Yes, it’s good to support Peace Day’s aims, but it’s even better to actively show your support. Don’t worry though… you don’t have to do anything big or fancy (although that’s alright too). Showing your support could simply mean setting aside a few moments for quiet reflection on Peace Day. Or signing up to Springboard’s Peace Day Campaign.
The point is….do something!
Remember, Peace Day is about making an on-going commitment to peace in our society and supporting non-violence in our everyday lives. So why not organise a special Peace Day event that involves your local community, school, church and/or workplace? If as individuals we can nurture an ethos of non-violence in our communities, wherever we live, work, learn and play, then the wider goal of ending global violence has a chance.
Here are some examples of Peace Day events. They might inspire you to do something similar:
Art & Culture – groups or individuals can organise plays, drawing competitions, art exhibitions, concerts and photographic competitions to commemorate Peace Day in their community.
Media – why not write an article for your local newspaper about Peace Day; post a peace video on YouTube; blog about Peace Day; use Twitter and Facebook to spread the word. By using media, you can send your message of Peace Day to local, national and global audiences.
Music & Performance – concerts, dance performances, comedy and theatre are events that inspire people everywhere to celebrate and work for peace and non-violence in their lives.
Petitions/Government – lobby your Assembly members and local councillors to officially observe International Day of Peace every year in the Assembly and city councils.

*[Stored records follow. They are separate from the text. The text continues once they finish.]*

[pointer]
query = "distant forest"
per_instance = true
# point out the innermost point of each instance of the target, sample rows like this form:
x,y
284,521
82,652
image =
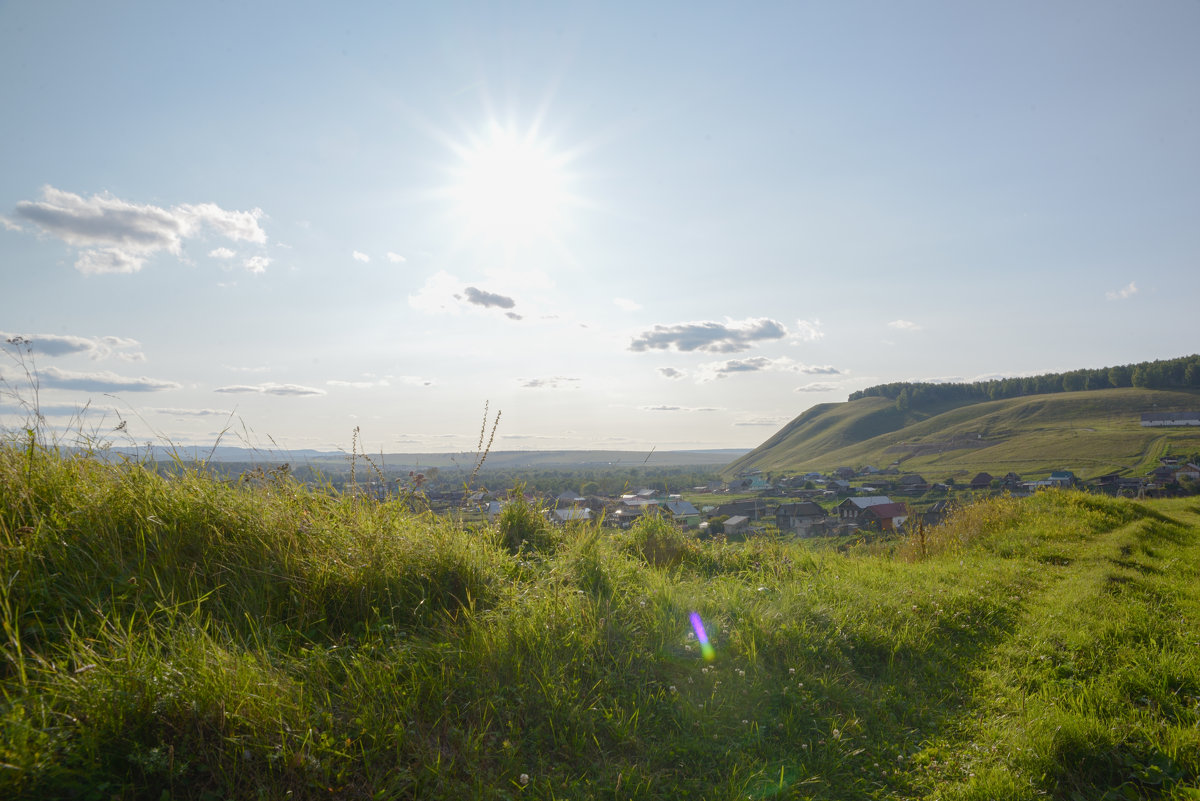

Education – education is an essential part of peace building. Children can learn about peace through art projects and role plays. Older students and adults can learn more through discussion groups, conflict resolution classes and celebrating Peace Day.
Spiritual – spiritual organisations and/or individuals can observe the day by meditating on peace, praying for peace or participating in the minute of silence for peace at noon on September 21. Peace Day is also a good opportunity to reach out to other spiritual traditions and come together for a day of interfaith discussion and cooperation.
Sports/Health – any sports activity or health-related event can be turned into a celebration of International Day of Peace. Organise a “Game for Peace” where everybody can participate, regardless of talent.
Groups – get others involved through activities such as walks for peace, a picnic for peace, planting trees for peace and releasing peace balloons. Also organise Peace Day activities at work or in your neighbourhood.
Children – there is no better place to start creating a culture of peace for future generations than with children and youth. Get small children to draw pictures of themselves, saying what makes them feel peaceful. Teenagers can do a role play on peace, create peace posters or express “What is Peace?” by drawing or writing, followed by a discussion.